One day in Chikamaglur
A king’s ransom, as impressive as it might be, can never measure up to a princess’ dowry, especially when the dowry is a gem nestled in the Western Ghats like Chikmagalur is. Chikmagalur gets its name from Chikka-maga-luru or Younger Daughter’s Village, the younger daughter being Rukmagada Raya’s younger princess who received this poem of a locale as her dowry. Just as the straight highway gives into the winds and turns of Chikmagalur’s roads, the smell of coffee rushes to greet you with a warm, warm hug. We all took one of those synchronised deep breaths and grinned at each other as we exhaled - ah coffee! Like the millions before us did and the millions after us will, that first deep breath taken by every coffee-loving soul to set foot in Chikmagalur, is an unconscious sign of obeisance to Baba Budan, the Sufi saint who introduced coffee for the first time in India.
Legend has it that, in the 17th century, when coffee was still a guarded secret of the Arabs, the mystic Hazrat Shahi Janab Allah Moghtabi also known as Baba Budan smuggled seven coffee beans in his robes at a detour to Yemen while on a Mecca pilgrimage. It’s on these hills - today known as Baba Budan Giri - coffee first took root and then grew into a vital part of the Indian psyche. Chikmagalur unravels at the pace of a curling mist. The sunrise is a gradual but no less magical curtain-raiser to the rest of the day, where one hill after the next is dappled in light, turning them from the deepest shades of green to emerald. The route to Kemmannagundi is as interesting as trying to spell it. The roads narrow into trails without warning, the trees brushing against the rolled up windows, the flowers so vibrant like someone went berserk with the saturation controls, the air fresh as dew.
The pitstops are magical and unique - some of them accessible only by foot - so be prepared to spend a good while of your day at Kemmannagundi. It’s not for nothing it was the favourite summer home of the Wadiyar King. From the vantage of the Z Point, the world looks like a great place to be and you are in perfect agreement with Louis Armstrong - yes, it is a wonderful world, indeed! The trek to this vantage point varies from thick woods to a hill-side trail. The walk was just about getting a little too creepy with just us two girls on the thickly wooded trail, when a lil doggie decides to join us. She chaperoned us all the way there and back. With just our water bottles and our cameras on us, unfortunately, we had nothing but gratitude to offer her in return for her company.

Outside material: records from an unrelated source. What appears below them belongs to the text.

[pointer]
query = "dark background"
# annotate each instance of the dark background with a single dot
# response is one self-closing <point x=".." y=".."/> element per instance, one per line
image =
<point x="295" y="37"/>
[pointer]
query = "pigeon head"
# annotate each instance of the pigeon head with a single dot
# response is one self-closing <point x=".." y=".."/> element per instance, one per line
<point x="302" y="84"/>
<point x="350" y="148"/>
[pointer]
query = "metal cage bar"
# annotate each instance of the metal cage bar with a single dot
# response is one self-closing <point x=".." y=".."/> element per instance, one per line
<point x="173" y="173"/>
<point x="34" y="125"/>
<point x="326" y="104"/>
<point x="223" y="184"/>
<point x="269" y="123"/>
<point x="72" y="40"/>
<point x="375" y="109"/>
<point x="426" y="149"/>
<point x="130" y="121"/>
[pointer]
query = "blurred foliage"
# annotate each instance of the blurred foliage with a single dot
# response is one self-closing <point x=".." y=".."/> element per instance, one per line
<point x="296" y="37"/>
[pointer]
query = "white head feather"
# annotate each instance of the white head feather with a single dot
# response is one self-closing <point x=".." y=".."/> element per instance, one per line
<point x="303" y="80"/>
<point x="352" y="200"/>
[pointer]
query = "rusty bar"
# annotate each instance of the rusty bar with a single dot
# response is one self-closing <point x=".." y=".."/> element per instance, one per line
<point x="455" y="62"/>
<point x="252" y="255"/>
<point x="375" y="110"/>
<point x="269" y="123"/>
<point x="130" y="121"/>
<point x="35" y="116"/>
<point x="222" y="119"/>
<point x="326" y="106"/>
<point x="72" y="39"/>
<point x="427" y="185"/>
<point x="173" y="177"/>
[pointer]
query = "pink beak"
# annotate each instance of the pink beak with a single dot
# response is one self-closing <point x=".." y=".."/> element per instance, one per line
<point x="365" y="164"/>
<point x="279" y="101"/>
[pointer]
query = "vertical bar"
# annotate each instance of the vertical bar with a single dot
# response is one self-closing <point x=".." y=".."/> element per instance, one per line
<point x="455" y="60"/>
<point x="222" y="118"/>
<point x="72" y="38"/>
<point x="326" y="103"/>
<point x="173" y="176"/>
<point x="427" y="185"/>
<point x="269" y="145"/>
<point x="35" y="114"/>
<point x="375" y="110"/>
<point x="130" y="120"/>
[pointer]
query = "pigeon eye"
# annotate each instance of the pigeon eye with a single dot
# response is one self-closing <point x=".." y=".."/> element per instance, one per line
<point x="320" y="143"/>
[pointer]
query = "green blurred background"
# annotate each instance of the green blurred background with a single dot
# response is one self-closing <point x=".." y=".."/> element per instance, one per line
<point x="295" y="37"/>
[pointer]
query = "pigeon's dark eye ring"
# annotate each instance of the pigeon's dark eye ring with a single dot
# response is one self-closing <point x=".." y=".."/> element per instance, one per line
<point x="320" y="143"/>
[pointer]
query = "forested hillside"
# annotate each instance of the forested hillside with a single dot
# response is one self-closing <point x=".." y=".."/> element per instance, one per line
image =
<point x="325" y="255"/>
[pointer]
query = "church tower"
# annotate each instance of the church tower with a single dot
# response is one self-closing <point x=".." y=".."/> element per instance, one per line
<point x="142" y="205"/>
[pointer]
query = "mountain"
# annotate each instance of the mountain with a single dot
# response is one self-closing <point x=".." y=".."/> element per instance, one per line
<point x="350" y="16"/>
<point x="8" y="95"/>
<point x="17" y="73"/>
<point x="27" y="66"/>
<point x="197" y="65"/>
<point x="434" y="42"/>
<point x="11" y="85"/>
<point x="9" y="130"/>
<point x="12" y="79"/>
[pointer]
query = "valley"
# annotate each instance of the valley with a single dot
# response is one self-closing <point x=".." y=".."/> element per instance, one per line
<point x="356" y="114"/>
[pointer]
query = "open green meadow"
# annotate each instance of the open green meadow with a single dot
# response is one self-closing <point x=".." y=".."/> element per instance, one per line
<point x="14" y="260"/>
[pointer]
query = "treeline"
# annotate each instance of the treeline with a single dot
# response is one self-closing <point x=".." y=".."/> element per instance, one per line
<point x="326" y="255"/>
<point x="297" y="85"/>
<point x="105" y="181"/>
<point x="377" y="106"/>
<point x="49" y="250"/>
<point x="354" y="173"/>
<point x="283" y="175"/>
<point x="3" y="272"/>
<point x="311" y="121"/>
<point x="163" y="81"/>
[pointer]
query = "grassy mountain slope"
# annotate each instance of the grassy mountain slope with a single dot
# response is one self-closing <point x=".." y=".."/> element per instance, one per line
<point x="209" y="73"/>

There are next to no shops around, so considering how much time you’re bound to spend there, carrying food is a good idea. But be nice and be sure not to discard the plastic around and be discreet with your food. There are monkeys around who’d think nothing of coming between you and your grub. The nearby Rock Garden is also worth a looky if flowers and gardening rock your world. They have some really exotic looking flowers here. Done with the high, it was now time for the rush. The Hebbe Falls is elusive as it’s beautiful. You need a jeep to get there, other cars cannot and might not survive the climb. And the 10 km journey could cost well over Rs.500, so you might as well make the trek, if you have the time. The falls that breaks in two tiers - the first a 121 m drop and the second one 60.5 m - culminates in a therapeutic pool with the healing properties of a million herbs. Sounds like something straight out of the myths, doesn’t it? Well, not so much as a temple you need to wade across a pool to reach.
The Kalhatti Falls might not be very impressive but it certainly wins quirk points. The 16th century Shiva Temple nestled between the rocks where white waters rush by, looks like it’s made an appearance through some act of divine intervention. The highest peak in Karnataka is a teeth-on-edge drive where killer scenery and killer sheer drops vie for attention. Half way up the hill and a rather unusual looking temple tower peeped from behind a bend in the road. Legend has it that the Seethalayanna Swamy Temple is dedicated to a half-baked penance, as opposed to the temple dedicated to a complete penance that stands at 6,314 ft. above sea-level.
Yes, there’s a fascinating story in every nook and corner and this one’s about two brothers Seethalayya and Mullayya who set out to meditate in these parts. Halfway through, Seethalayya’s spirit weakened and chose the family way, while Mulayya saw his strict penance through, for which he was bestowed with, literally, the highest honour - a temple at the highest point. And Seethalayya had a temple dedicated to him at exactly half way up the hill. Mulayya’s penance must have really impressed the powers that be, for the view from the top of the peak is magical.
The climb up the steep steps up to the very top of the hill of course made us feel like we’d scaled the entire height of the hill on foot. The adrenaline buzzing in our ears was the only sound we could hear. Mullayyanagiri is where the world comes to be quiet. The wind treads softly here, and thanks to the temple, the tourists are reverentially subdued - a nice, amicable silence made of pristine green hills, soft yellow flowers and a soft kiss of a wind. A silence that’s occasionally speaks up with the “Ding” of the temple bell. A silence, that’s almost the Amen to the prayer in your heart.